Despite this, arguments have raged between both sides over many decades on the basis of flavour and this has always confused me because as far as I could tell, it all tasted the same. I found myself often agreeing that there was a difference in order to maintain my acceptance within the peer group of the moment. A bit like agreeing with your university friend that E.E Cummings was awesome, you knew the meaning of existentialism and that Fellini was a genius of Italian Film. It was all bollocks frankly. Even today, people still maintain that there is a difference between the flavour of one mainstream beer and another. Put a blindfold on me and I can’t really tell.
But the brief was to talk about Hallertau’s Maximus Humulus Lupulus India Pale Ale, which is bursting with flavour. Translated, the name means big or maximum hops, or at least I'm guessing it is, on the basis that Humulus Lupulus is latin for hops, and a stab in the dark at the meaning of Maximus (I have seen Gladiator you know).

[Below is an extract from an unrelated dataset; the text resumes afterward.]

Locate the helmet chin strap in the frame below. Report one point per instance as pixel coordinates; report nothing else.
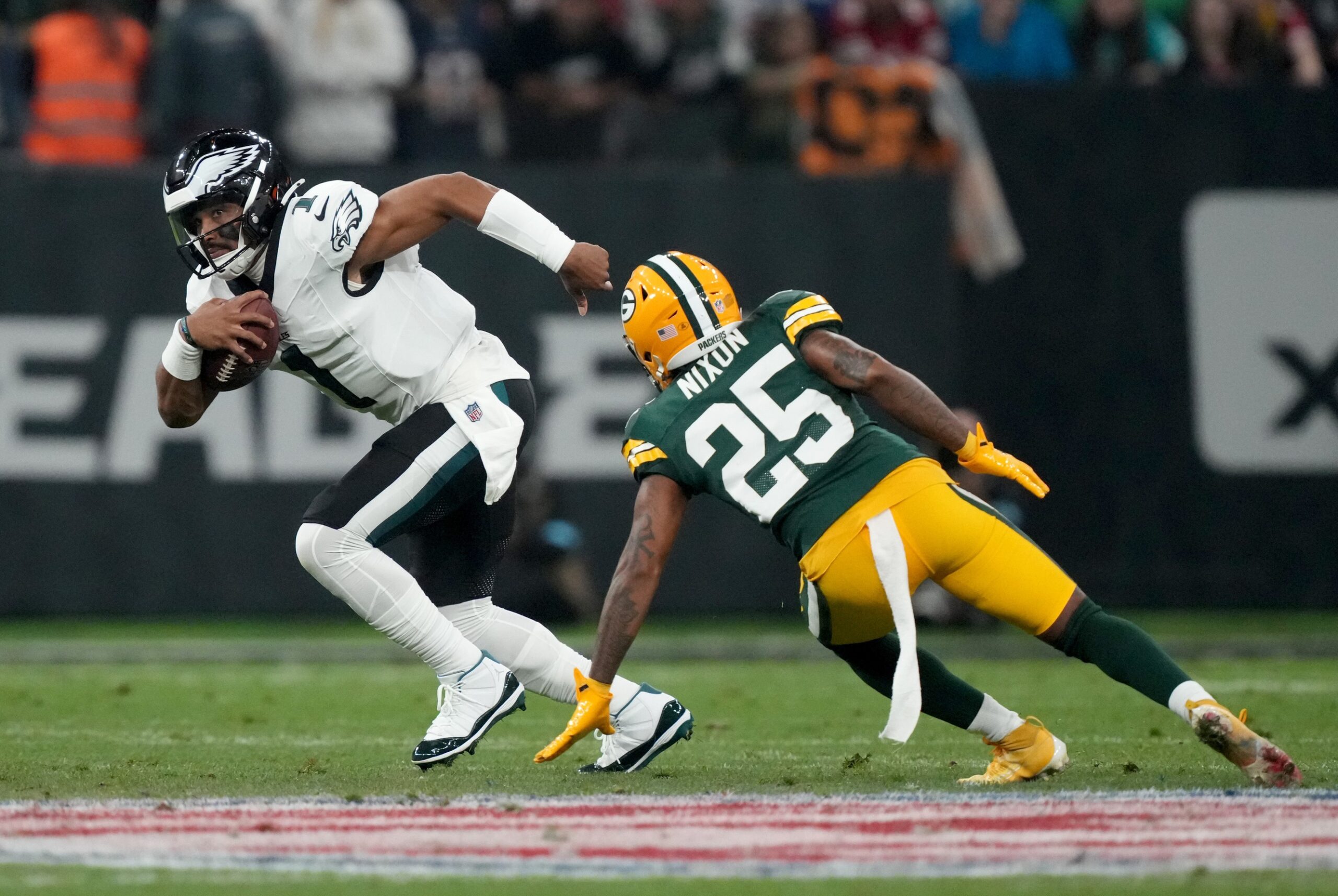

The name and illustration on the label suggested an aggressive muscle bound hop monster on steroids was trapped in the bottle and waiting to be set free. I was pleasantly surprised that this was not the case.
Those massive hoppy beers remind me of the big buttery malolactic fermented chardonnays of the nineties, I miss them terribly. But this is no brutal warrior of a beer, it’s more a smiling assassin. The beer has herbaceous stealth and complexity, with a fragrant bitterness reminiscent of citrus, a characteristic I mostly associate with the beers from Hallertau's pals at Liberty Brewing. So while the description might be in breach of the fair trading act, don’t let that stop you buying it, it’s well worth it, just expect a dagger in place of a hammer.